Thanks, but I meant from the patient’s POV. If I go in, needing marrow, and my relatives didn’t work out, what are the odds I’ll have a matching donor on the list?
I see, bup. The answer to that question is somewhat related to the facts I outlined in my post, but there’s an additional twist or two.
Very briefly, if you are white, you have about an 80-90% chance of finding a match. That’s because the national registry of the U.S. – that’s us – recruits among a U.S. population that is still mostly white (about 80%) … and hence our registry is mostly white.
However, we are intensely focusing our recruitment efforts among minority populations, in order to get more minorities registered.
Why does this matter? Because HLA tissue type is inherited, you are more likely to match another person of your same race/ethnicity. A white matching an Asian is not impossible, but just not as likely as two Asians (or two whites) matching each other.
So, minorities don’t do as well in the “odds of finding a match” lottery; they have about a 60-80% chance. That sucks, to be sure, but we are actively trying to improve that. We are hampered by the fact that to get parity, we’d have to recruit a much, much higher percent of each minority population. To illustrate this by example, if we succeed in recruiting 1% of the approx. 240 million whites (80% of the 300 million total U.S. population) in this country to join our registry, we’d have 2.4 million whites registered.
African Americans make up about 12% of the U.S. population, and that works out to be about 36 million. If we recruit 1% of this population, we’d have 360,000 African Americans on our registry. To get parity with whites (i.e., to register the equivalent number in my example, 2.4 million), we’d have to recruit 6.6% of the African American population in the U.S.

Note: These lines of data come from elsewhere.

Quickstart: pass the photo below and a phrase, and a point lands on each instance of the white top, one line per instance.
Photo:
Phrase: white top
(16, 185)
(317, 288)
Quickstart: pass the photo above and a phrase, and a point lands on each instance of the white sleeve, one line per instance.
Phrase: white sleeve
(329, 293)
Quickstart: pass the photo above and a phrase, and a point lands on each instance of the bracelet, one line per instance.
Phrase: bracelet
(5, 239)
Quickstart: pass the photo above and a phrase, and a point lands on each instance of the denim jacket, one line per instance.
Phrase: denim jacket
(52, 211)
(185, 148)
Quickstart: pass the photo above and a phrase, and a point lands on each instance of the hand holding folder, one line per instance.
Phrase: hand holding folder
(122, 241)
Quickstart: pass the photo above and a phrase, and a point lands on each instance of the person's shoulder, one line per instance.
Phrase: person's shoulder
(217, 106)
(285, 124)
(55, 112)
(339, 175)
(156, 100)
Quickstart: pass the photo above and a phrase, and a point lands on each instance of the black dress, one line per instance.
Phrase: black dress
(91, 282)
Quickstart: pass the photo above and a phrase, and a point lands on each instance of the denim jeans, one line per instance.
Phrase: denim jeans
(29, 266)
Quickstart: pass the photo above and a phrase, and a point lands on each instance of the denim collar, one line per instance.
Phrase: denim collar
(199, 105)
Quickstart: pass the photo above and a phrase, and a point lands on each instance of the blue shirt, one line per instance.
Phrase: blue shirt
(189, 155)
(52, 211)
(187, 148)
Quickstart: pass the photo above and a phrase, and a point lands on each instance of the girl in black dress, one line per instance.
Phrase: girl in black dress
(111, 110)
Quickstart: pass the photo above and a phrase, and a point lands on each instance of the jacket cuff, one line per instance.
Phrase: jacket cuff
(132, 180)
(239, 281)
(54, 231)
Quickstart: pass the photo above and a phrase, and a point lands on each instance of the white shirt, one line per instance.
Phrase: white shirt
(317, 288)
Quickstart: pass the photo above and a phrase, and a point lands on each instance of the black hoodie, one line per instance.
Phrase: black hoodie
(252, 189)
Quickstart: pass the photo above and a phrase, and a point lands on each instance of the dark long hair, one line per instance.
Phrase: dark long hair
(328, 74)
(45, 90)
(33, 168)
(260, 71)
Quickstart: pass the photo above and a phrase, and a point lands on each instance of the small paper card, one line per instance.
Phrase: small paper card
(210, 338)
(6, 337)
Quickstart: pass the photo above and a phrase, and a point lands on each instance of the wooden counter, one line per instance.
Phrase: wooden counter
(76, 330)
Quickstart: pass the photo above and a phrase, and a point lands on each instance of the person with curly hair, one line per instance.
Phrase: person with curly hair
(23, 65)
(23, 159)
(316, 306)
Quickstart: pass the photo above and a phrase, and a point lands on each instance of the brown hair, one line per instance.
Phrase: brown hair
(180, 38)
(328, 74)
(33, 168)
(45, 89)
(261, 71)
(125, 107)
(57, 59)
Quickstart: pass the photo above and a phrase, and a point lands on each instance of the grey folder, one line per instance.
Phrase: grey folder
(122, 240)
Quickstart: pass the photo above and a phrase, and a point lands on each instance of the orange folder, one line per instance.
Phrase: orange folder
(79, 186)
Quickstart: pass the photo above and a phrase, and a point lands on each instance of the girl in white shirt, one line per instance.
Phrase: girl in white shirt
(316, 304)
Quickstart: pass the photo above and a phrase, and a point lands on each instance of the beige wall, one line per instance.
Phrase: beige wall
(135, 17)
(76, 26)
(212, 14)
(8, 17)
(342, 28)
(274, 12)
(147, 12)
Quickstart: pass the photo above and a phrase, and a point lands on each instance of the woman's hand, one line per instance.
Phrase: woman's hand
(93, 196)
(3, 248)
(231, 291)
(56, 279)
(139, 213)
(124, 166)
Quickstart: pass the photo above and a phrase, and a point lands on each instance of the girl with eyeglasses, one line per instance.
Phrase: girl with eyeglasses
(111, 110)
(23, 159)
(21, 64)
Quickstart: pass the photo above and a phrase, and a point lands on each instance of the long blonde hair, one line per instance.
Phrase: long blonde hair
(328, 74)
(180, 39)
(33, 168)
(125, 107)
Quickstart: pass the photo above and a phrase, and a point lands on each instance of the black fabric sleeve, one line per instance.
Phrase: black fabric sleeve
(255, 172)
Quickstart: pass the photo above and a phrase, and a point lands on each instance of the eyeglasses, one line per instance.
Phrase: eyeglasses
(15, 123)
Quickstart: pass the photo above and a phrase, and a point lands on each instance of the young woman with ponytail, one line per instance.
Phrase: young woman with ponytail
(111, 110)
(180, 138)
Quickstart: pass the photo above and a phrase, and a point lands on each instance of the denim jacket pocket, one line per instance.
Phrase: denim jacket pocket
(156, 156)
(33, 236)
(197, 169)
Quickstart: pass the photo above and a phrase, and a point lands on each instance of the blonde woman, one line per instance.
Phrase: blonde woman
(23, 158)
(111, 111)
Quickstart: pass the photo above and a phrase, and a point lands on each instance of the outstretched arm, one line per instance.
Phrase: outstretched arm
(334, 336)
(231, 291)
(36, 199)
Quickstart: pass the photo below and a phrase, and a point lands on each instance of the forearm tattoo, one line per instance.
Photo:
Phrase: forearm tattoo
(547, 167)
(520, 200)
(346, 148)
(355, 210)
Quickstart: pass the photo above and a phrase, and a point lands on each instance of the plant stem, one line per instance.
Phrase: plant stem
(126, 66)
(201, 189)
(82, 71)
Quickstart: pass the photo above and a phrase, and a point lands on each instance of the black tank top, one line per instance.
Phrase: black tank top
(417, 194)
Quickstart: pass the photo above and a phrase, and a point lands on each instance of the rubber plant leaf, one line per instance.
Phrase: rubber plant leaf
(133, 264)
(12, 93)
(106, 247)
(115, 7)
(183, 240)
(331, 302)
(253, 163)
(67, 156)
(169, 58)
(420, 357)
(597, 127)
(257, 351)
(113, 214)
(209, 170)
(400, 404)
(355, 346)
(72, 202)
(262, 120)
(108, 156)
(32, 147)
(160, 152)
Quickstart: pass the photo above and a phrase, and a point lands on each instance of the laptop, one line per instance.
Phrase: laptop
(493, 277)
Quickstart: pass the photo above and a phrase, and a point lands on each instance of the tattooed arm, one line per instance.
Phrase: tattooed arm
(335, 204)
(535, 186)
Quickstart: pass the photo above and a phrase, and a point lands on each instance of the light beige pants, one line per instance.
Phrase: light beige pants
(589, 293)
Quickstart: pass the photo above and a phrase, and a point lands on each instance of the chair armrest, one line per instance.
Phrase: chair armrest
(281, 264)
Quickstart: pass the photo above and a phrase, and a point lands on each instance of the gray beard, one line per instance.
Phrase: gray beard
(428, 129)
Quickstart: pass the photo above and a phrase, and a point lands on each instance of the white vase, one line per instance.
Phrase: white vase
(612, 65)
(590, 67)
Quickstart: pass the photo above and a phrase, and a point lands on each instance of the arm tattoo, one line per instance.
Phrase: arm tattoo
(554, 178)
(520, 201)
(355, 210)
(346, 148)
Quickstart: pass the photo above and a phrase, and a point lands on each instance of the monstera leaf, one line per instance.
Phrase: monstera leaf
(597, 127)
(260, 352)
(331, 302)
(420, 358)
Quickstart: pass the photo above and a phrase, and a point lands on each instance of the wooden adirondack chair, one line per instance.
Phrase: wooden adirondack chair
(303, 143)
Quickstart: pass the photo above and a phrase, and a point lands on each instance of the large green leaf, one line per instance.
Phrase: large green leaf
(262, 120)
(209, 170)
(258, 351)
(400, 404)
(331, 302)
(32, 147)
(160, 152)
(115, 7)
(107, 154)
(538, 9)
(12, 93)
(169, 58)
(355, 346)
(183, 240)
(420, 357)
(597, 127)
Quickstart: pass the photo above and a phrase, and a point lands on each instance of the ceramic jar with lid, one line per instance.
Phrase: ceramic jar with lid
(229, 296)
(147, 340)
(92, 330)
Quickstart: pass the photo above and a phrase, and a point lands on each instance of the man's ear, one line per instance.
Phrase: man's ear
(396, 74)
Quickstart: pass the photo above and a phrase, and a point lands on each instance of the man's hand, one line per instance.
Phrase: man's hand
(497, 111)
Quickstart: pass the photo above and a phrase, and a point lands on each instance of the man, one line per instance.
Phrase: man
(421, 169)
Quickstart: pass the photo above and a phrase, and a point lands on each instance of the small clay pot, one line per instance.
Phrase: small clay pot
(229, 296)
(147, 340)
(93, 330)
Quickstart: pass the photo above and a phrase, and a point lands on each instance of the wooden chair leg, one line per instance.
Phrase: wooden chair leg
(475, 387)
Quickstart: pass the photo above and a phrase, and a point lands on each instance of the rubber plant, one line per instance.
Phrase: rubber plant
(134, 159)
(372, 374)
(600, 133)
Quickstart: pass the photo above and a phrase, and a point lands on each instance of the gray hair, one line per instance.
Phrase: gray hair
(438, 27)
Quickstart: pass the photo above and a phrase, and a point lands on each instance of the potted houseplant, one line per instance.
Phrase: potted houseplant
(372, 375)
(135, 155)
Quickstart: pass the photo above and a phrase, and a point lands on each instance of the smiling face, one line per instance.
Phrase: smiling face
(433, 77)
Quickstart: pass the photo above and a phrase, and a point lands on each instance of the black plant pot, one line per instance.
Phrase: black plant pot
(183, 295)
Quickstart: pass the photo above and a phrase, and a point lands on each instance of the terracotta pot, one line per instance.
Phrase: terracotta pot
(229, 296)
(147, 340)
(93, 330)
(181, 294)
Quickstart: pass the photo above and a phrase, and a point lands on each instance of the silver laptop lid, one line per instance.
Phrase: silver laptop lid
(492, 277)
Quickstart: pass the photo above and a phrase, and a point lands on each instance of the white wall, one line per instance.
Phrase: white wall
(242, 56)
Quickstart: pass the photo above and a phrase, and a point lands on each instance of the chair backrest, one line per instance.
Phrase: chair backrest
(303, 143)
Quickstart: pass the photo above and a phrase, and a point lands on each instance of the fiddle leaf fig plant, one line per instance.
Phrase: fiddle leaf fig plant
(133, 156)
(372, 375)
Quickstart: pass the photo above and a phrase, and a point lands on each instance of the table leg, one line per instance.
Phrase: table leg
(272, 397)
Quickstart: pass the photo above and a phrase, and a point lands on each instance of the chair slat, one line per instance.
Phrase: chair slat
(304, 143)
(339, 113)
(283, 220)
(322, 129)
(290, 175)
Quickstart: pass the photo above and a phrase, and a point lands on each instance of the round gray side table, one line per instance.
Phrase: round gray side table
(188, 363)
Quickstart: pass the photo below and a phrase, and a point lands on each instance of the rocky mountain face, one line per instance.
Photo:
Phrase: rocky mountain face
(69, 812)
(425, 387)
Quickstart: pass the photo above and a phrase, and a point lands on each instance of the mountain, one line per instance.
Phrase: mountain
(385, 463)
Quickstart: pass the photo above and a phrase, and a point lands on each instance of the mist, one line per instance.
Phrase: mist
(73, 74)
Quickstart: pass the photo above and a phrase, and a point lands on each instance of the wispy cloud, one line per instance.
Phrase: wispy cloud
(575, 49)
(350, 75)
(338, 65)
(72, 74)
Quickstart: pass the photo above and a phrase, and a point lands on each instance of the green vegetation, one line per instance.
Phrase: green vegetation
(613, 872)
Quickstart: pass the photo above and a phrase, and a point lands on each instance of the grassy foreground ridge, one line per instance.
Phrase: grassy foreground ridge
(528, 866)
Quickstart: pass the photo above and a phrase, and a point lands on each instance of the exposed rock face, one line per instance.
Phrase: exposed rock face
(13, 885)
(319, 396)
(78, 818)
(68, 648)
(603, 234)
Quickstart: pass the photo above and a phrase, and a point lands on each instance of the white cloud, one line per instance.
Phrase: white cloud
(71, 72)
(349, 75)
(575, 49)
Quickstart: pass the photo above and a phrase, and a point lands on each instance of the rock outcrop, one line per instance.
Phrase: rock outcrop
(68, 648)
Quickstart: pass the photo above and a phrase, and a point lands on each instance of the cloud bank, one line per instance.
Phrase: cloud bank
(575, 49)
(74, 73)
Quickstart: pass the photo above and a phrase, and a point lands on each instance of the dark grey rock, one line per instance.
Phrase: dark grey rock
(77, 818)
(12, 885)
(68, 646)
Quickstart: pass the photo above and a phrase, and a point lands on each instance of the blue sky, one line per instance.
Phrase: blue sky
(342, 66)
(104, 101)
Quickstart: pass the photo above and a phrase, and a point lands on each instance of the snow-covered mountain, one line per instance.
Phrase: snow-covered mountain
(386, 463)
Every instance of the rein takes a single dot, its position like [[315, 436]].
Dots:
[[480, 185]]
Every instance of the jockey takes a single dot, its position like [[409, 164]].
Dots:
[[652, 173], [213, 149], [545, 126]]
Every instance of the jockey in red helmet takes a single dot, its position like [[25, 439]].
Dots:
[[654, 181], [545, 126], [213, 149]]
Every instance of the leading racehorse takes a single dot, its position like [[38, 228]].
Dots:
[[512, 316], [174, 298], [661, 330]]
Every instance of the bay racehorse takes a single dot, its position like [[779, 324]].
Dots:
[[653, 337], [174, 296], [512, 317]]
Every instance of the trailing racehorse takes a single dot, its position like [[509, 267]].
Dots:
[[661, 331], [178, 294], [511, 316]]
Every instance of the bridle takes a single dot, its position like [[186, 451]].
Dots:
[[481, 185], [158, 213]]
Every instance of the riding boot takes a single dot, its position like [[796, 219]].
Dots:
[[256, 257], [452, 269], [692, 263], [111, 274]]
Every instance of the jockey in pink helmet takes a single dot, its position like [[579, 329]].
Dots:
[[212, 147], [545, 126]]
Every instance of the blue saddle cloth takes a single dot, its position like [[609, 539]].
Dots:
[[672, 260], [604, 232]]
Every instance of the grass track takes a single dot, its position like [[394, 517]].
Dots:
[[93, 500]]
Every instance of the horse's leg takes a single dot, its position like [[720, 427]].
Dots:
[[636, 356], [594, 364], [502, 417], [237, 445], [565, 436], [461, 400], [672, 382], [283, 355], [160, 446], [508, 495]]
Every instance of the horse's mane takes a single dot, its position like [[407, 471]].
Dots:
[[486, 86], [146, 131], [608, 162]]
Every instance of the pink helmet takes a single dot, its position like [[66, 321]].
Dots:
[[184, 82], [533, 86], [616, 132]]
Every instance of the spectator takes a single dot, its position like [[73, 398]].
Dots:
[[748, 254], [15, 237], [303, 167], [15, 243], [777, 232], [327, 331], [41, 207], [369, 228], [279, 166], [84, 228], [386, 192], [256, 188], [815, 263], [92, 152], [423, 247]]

That would be pretty damn hard, considering that we have to date succeeded in actually registering only about 2% of the whites in this country. To get three times that recruitment rate in a population that has a very real, and my mind justified, distrust of the medical community is a steep uphill battle.
The good news is that with the rise of cord blood transplants (which we also coordinate*), there is hope for much more rapid progress. Cord blood does not need to be as closely matched to a patient as an adult marrow or blood stem cell donor. So, if a minority patient can’t find a sufficiently matched adult donor, a matching cord blood unit is likely to be found. In fact, 90% of all searching minority patients find at least one matching cord blood unit on our registry.
I hope everyone finds my long posts interesting … I really should get back to my real work here at the registry headquarters!
- In addition to the 7.1 million adult donors on our registry, we have more than 100,000 cord blood units listed.
The explanation you gave is silly and illogical and I suspect the real reasons have more to do with cooties than AIDS. But I will gladly move the blame to the FDA, assuming that they specifically came up with the gay guidelines and not just the statistical part, and that you would not have the same policy if the FDA didn’t make you.